In a jam-packed Cider Mill Theatre Sir Simon and Ms Parham entertained the audience to a programme called Rêverie, The Life and Loves of Claude Debussy, with Sir Simon doing readings from Debussy’s own writings and Ms Parham playing some of the maestro’s great piano pieces.

Debussy (1862-1918) was a genius with “a wandering eye” for women and his chaotic love life was vividly captured in this portrayal, one of several devised in this format by Ms Parham to illuminate the lives of famous composers.

After the heat of Saturday night, concert goers arrived in the rain of Monday evening to pack St James’ Church for a performance of works by the Baroque composers Henry Purcell, Heinrich von Biber, George Frideric Handel and Georg Phillip Telemann.

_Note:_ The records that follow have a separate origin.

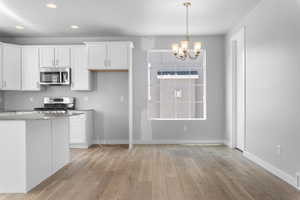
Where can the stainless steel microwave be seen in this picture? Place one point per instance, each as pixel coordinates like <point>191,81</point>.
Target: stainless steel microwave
<point>55,76</point>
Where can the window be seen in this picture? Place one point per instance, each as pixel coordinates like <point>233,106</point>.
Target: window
<point>176,89</point>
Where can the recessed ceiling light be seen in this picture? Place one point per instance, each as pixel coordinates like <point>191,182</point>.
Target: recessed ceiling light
<point>20,27</point>
<point>74,27</point>
<point>51,5</point>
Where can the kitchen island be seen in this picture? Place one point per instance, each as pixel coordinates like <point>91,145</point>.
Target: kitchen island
<point>33,147</point>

Violinists Matthew Truscott (director) and Margaret Faultless, violist John Crockatt, cellist and viola da gamba player Jonathan Manson, trumpeter David Blackadder and harpsichordist Steven Devine played works requiring a variety of ensembles to illustrate the breadth of musical endeavour before the advent of what became known as the Classical era.

On Tuesday evening the baritone Roderick Williams, accompanied by the pianist Roger Vignoles, sang songs by composers ranging from Franz Schubert (1797-1828) to Benjamin Britten (1913-1976).

In a programme entitled Hearing Pictures the two artists performed works that explored Man’s relationship with the natural world in music that was inspired by painting and poetry.

Mr Williams’ rich baritone, and his ability to sing with equal ease in English, German and French entirely from memory, together with Mr Vignoles’ brilliance as an accompanist, made this an evening of which one felt privileged to be part. Mr Williams truly is one of the great singers of the 21st century.

The festival continues every evening and some lunchtimes until Saturday 25th May with a concert by the Chipping Campden Festival Academy Orchestra conducted by Thomas Hull, the event’s artistic director, that includes the soprano Sophie Bevan singing songs by Richard Strauss.